[#64]
Re: Polskie Pismo Amigowe - apel o artykuły
@stachu100,
post #55
OFFTOP ON:
wydac w 3 tyg. 4 tys. na zycie w PL, o rany, rany, sporo, az nieprawdopodbne jak to mozliwe, moze jecie lub palicie w piecu banknotami;). Na 4 tyg.(miesiac) wydaje ok.500-700 zl na siebie i ok.200 zl na synka (jeszcze nie chodzi do przedszkola, chyba drugie tyle daje mamusia synka, nie licze, nie wiem, nie rozliczamy siebie:), czyli maks. ok.900 zl i nie sadze zebym jakos oszczedzal, tylko ja duzo robie sam np: wiekszosc jedzenia (troche uprawiam), wiekszosc kosmetykow, a nawet niektore leki (choc niektore sa juz ponoc nielegalne w PL)... w markecie nie bylem od 2 lub 3 miesiecy, nie pamietam, kupuje co jakis czas na pewno ubrania i to raczej b.dobre ubrania - troche mam juz tych zapasow, bo nie niszcza sie tak... a ja generalnie dbam o wszystko). Nauczylem sie tak zyc jak bylem biedny, oraz bardzo biedny kiedy jeszcze pracowalem w PL przy 30% bezrobociu za 450 zl na miesiac u jakiegos pracozdziercy, teraz pracuje poza PL i moglbym wydawac duzo duzo duzo(10x20x....) wiecej, tylko po co zbierac mi jakies smieci, jak nie panuje juz nad obecnymi;), wiec teraz to jest naprawde rozpusta, rozbuchana konsumpcja i konformizm:). Az nie wiem co zrobie z tymi nadwyzkami cyferek, bede inwestowal jak ten Bufet... wlasciwie to robie, choc nie jak ten.

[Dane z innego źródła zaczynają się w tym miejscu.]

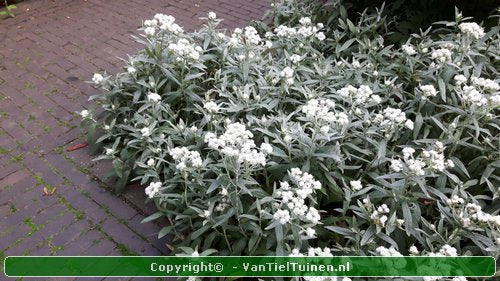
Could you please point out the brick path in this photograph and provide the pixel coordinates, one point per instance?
(46, 53)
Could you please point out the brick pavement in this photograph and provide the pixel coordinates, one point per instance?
(47, 52)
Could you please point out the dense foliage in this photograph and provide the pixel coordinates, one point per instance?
(288, 141)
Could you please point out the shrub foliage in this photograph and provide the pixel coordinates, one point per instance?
(287, 141)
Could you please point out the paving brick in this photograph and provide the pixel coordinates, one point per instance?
(49, 50)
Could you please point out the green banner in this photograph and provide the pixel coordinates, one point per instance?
(249, 266)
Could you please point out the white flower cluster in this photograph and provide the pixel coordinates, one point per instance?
(237, 142)
(434, 157)
(445, 251)
(390, 118)
(388, 252)
(211, 107)
(460, 79)
(287, 74)
(428, 91)
(360, 95)
(251, 35)
(471, 95)
(153, 189)
(97, 78)
(431, 159)
(84, 113)
(295, 58)
(471, 29)
(185, 51)
(162, 22)
(441, 55)
(487, 85)
(379, 215)
(145, 132)
(153, 97)
(408, 49)
(293, 198)
(322, 111)
(248, 36)
(471, 213)
(477, 94)
(356, 185)
(305, 30)
(185, 158)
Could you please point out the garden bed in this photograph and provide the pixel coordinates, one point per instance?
(310, 138)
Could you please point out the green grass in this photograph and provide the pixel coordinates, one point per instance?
(33, 226)
(125, 251)
(4, 151)
(17, 159)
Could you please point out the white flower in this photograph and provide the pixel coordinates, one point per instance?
(237, 142)
(185, 51)
(295, 58)
(455, 200)
(413, 251)
(154, 97)
(408, 49)
(186, 158)
(472, 96)
(84, 113)
(153, 189)
(441, 55)
(390, 118)
(305, 21)
(97, 78)
(287, 73)
(408, 152)
(110, 151)
(355, 63)
(360, 95)
(283, 216)
(211, 107)
(356, 185)
(206, 214)
(131, 70)
(486, 84)
(449, 251)
(320, 36)
(396, 165)
(266, 148)
(428, 90)
(150, 31)
(310, 232)
(460, 79)
(212, 15)
(145, 132)
(471, 29)
(409, 124)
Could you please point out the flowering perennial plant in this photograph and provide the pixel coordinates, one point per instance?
(302, 138)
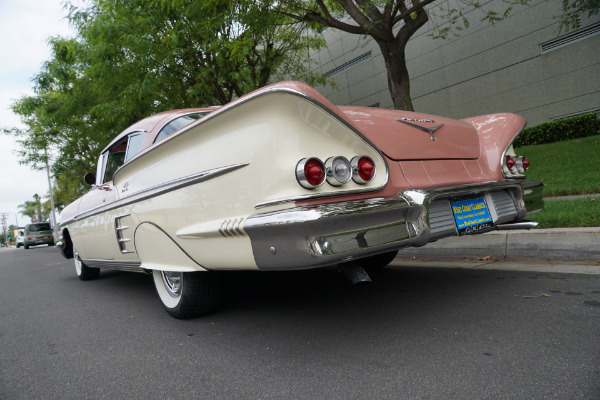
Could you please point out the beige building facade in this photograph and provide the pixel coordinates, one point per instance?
(518, 65)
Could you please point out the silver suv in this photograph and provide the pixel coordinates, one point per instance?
(38, 233)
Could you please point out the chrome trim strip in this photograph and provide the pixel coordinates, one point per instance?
(314, 236)
(265, 92)
(134, 266)
(157, 190)
(517, 225)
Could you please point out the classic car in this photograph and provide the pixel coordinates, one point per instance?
(281, 179)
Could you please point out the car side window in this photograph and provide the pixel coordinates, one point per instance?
(134, 144)
(116, 158)
(177, 124)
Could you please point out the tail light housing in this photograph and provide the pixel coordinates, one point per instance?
(310, 172)
(339, 170)
(363, 169)
(517, 164)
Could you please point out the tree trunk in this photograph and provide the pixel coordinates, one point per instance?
(397, 73)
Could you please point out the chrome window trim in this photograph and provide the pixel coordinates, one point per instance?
(503, 158)
(101, 167)
(157, 190)
(154, 141)
(129, 137)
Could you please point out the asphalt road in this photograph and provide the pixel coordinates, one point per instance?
(415, 333)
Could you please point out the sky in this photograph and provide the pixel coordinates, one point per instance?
(25, 26)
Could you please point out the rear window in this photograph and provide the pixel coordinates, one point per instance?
(177, 124)
(39, 227)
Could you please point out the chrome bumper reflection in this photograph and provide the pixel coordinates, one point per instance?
(308, 237)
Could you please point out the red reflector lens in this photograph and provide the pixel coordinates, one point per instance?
(314, 171)
(510, 163)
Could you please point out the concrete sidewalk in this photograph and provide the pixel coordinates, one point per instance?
(542, 244)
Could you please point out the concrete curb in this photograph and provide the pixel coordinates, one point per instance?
(563, 243)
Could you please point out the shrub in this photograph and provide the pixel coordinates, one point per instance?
(560, 130)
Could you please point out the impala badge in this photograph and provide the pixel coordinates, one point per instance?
(431, 130)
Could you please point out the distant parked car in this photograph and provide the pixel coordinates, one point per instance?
(20, 240)
(38, 233)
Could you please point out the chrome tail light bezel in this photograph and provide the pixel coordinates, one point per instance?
(330, 167)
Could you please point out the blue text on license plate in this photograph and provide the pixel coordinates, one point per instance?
(471, 213)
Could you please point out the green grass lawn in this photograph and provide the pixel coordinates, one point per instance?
(567, 168)
(574, 213)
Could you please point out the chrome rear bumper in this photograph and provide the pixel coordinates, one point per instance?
(309, 237)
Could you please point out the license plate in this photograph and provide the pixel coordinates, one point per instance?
(471, 216)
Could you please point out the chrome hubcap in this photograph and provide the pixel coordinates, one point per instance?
(172, 281)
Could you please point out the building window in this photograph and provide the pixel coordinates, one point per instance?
(570, 38)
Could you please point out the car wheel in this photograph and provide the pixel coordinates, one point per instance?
(186, 294)
(378, 261)
(84, 272)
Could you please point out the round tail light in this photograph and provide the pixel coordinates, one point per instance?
(510, 164)
(525, 164)
(310, 172)
(339, 170)
(363, 169)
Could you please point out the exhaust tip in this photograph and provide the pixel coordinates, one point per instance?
(355, 273)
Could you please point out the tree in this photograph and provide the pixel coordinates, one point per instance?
(134, 58)
(391, 23)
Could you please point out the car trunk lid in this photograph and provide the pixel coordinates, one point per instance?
(403, 135)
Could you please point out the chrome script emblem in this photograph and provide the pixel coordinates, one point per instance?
(431, 130)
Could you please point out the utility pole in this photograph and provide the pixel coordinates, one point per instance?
(53, 213)
(5, 228)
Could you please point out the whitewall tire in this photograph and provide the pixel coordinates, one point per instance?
(186, 294)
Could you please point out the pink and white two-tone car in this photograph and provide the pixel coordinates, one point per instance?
(281, 179)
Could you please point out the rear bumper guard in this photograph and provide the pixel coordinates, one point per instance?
(314, 236)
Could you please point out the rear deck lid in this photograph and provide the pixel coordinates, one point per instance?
(403, 135)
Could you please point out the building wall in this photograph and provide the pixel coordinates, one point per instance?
(488, 69)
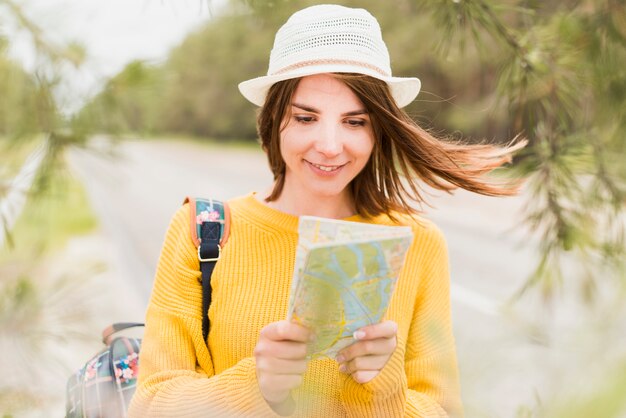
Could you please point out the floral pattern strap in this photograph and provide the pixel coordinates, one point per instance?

Na domek tez nie mam jakis wielkich wydatkow, cos ok.300 zl/mc za 120m2 mieszkalnej,+piwniczka+niskiepoddasze+garaz..., fakt, ze ten domek jest to taki oszczedny choc nie najtanszy model, tak byl projektowany i wykonany.. Zbudowany za oszczednosci, wiec zyje bez lichwy na karku...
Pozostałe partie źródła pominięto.